PORTLAND, Maine — The Historic Preservation Board meets Wednesday to continue discussion of a proposed addition to the St. Lawrence Arts Center on Munjoy Hill.
The Friends of the St. Lawrence Church, the nonprofit group that owns and operates the center, is proposing a 400-seat performance hall where the historic church’s sanctuary once stood, at the corner of Congress and Munjoy streets. The sanctuary, built in 1897, was demolished in 2008 after years of deterioration.
The hall would feature a modern-looking, box-like space, sided with metal screening that could be lighted from behind. A glass-walled “promenade room,” offering panoramic views of the neighborhood and Casco Bay, would top the structure.
The project’s design team has refined its preliminary plans for the hall, based on a neighborhood meeting and two previous workshops with the board.
But despite the refinements, some neighbors feel the building simply cannot meet city standards that govern alterations to historic landmarks such as the Arts Center, formerly the church’s parish hall.
“[The design team] has made multiple iterations of the design, and definitely has made some steps to approach the standards. But no matter how they tweak it, it’s still way, way too big,” said Ann Landsberg, a member of neighborhood group Concerned Citizens of Munjoy Hill.
The board applies 10 standards in reviewing applications for permission to alter or add to historic structures. Standard No. 9 directs that “the new work shall be differentiated from the old and shall be compatible with the size, scale, color, material and character of the property, neighborhood or environment.”

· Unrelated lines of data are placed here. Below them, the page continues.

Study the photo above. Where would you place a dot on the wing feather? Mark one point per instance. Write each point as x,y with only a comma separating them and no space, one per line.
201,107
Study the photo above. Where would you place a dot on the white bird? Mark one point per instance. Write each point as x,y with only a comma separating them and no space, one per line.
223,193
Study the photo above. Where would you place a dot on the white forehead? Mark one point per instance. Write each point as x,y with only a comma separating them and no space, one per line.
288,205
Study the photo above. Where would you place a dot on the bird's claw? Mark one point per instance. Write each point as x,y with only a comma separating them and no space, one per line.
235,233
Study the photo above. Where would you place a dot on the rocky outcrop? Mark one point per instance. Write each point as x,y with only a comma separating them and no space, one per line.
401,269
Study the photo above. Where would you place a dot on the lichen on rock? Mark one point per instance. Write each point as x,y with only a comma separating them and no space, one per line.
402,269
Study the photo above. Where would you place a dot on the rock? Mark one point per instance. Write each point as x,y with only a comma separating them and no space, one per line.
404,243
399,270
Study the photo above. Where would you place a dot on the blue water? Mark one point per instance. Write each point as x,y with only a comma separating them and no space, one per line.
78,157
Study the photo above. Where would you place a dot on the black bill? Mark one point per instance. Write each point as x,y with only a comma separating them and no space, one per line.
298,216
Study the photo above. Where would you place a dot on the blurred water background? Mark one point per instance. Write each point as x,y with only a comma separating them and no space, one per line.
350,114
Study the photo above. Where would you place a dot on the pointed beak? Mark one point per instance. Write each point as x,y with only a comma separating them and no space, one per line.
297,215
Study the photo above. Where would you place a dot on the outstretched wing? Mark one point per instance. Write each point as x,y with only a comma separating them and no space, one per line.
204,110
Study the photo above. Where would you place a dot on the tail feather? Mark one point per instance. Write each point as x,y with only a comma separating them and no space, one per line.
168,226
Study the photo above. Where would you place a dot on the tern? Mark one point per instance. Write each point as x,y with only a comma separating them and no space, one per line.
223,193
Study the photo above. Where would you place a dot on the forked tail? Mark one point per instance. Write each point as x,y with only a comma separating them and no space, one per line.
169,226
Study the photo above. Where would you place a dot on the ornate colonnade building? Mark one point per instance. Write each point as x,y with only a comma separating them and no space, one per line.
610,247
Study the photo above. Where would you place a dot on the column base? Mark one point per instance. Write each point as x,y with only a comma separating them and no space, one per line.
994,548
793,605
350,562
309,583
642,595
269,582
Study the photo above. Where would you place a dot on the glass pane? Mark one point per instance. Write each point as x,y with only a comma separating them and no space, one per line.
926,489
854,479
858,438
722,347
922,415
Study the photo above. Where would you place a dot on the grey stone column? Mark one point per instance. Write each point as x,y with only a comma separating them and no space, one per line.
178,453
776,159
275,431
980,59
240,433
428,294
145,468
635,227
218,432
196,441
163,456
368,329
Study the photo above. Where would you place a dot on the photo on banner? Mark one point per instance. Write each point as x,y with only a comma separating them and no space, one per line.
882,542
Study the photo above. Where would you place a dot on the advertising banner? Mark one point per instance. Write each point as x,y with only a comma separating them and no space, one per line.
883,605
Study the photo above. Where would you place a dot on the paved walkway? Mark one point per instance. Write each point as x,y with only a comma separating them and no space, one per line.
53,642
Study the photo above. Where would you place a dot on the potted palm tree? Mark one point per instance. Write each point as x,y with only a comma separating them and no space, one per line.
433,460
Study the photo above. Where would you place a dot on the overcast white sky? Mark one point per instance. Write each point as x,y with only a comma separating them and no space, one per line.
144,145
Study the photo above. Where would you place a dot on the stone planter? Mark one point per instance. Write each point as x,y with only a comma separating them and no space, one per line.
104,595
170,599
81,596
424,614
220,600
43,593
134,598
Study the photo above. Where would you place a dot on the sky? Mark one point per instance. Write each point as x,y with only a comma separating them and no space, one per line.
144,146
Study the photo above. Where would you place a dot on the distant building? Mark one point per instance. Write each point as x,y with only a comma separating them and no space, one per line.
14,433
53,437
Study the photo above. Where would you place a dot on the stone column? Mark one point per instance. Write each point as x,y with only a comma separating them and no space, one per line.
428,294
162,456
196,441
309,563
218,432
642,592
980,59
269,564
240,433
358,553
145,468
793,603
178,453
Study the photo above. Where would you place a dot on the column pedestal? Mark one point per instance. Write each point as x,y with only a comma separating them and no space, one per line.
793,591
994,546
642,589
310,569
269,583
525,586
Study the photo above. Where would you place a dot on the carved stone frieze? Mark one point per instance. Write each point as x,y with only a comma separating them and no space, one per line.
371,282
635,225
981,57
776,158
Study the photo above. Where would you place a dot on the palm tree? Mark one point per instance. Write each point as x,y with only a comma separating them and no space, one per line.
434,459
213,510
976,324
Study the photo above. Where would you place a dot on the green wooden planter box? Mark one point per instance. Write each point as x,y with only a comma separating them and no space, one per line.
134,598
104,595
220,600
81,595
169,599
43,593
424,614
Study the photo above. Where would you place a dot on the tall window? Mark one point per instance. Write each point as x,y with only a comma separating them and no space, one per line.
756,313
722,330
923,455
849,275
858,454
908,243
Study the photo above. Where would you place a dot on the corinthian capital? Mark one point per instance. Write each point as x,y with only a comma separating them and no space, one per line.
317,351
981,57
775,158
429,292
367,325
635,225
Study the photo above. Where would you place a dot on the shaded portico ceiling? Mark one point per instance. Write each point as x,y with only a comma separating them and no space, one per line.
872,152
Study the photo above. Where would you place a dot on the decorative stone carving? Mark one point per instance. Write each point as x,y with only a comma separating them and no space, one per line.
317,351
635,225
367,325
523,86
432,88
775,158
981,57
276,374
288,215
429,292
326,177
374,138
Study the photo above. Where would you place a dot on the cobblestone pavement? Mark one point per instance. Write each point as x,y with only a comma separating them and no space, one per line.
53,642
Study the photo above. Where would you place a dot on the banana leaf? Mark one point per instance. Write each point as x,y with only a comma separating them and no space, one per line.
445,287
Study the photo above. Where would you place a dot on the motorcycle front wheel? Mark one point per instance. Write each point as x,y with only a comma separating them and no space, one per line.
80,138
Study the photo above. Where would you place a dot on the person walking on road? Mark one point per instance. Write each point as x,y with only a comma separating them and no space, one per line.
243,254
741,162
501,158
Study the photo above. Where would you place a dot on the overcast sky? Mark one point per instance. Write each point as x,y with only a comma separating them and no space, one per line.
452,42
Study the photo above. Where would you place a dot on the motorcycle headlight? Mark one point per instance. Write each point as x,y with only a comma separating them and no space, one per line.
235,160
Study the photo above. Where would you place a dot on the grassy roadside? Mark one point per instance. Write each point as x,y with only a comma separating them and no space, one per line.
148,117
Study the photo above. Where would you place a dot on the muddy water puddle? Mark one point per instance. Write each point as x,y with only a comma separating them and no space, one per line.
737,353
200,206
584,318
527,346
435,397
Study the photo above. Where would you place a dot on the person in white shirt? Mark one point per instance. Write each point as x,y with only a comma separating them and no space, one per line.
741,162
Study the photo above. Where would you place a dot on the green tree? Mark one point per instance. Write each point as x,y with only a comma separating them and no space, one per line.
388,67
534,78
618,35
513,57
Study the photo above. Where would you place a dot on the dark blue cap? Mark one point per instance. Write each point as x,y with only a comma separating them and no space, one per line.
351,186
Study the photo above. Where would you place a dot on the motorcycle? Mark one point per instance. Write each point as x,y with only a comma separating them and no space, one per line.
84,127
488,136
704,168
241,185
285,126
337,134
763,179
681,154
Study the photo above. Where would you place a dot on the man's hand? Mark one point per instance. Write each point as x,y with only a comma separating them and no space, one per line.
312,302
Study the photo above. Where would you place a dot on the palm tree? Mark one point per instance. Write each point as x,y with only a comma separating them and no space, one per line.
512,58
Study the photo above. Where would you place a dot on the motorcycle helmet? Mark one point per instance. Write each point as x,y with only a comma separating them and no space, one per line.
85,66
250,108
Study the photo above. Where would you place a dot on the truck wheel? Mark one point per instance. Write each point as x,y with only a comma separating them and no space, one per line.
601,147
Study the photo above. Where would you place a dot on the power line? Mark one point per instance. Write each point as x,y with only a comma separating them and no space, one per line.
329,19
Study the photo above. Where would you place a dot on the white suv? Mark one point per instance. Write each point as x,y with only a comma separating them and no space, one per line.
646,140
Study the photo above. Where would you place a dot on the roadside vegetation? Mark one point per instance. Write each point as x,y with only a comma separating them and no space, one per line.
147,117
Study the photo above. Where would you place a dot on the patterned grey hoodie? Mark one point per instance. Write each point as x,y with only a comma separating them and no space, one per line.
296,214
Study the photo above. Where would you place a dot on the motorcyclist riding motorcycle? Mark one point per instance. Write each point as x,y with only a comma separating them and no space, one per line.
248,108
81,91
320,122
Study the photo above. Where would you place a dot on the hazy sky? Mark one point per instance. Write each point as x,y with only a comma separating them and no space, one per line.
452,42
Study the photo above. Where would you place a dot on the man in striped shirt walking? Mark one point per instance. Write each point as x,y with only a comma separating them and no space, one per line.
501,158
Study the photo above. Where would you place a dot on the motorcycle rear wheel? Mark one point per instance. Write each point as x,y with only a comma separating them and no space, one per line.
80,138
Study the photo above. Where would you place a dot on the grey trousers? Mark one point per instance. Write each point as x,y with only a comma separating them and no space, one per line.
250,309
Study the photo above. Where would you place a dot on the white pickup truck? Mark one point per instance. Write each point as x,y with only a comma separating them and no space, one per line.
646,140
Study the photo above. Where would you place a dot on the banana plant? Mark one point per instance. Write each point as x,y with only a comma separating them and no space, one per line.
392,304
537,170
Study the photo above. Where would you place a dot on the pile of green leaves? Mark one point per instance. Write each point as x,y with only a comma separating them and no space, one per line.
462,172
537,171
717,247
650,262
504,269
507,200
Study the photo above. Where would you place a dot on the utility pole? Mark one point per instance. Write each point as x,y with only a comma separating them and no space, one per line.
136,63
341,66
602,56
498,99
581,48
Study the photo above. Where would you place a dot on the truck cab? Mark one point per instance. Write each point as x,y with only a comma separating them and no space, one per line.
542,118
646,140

The proposed addition is not compatible, the critics say.
“[The hall] would loom over the entire neighborhood, and cast enormous shadows. This is a building that might be appropriate downtown or on the waterfront, but not in a residential neighborhood,” Landsberg said.
She also said sketches of the proposed building shown to the public make it appear that the Arts Center is surrounded by flat-topped buildings, similar to the proposed addition. In reality, the site is within a dense mix of two- and three-story apartment buildings and houses of various styles.
Friends Executive Director Deirdre Nice has said that the size of the addition is necessary in order for the performance hall to be financially “self-sustaining,” and project architect David Lloyd has already scaled back the hall’s size slightly in response to public feedback. In addition, he has pointed out that the building’s height is about the same as the height of the former sanctuary.
But Tim Baehr, another member of the neighborhood group, said “the proposed building is a monolithic box. Even if it is no higher than the original height of the church, it will fill all the air space. This massiveness is hardly in keeping with the character of the parish hall or of the rest of this historic neighborhood.”
In a letter to city staff last week, Lloyd listed several recent modifications the design team has made to the plans in an attempt to “lighten” the addition, including the relocation of an elevator shaft and the addition of a rooftop trellis.
“We believe this revised design reflects some of the board’s concerns, the concerns of our neighbors and the intent of the design standards. The addition, a contemporary design, has now been modified to reflect the existing building in material and scale but still retains its distinctive architectural of its time,” he wrote.
The Historic Preservation Board meets at City Hall Wednesday at 4 p.m.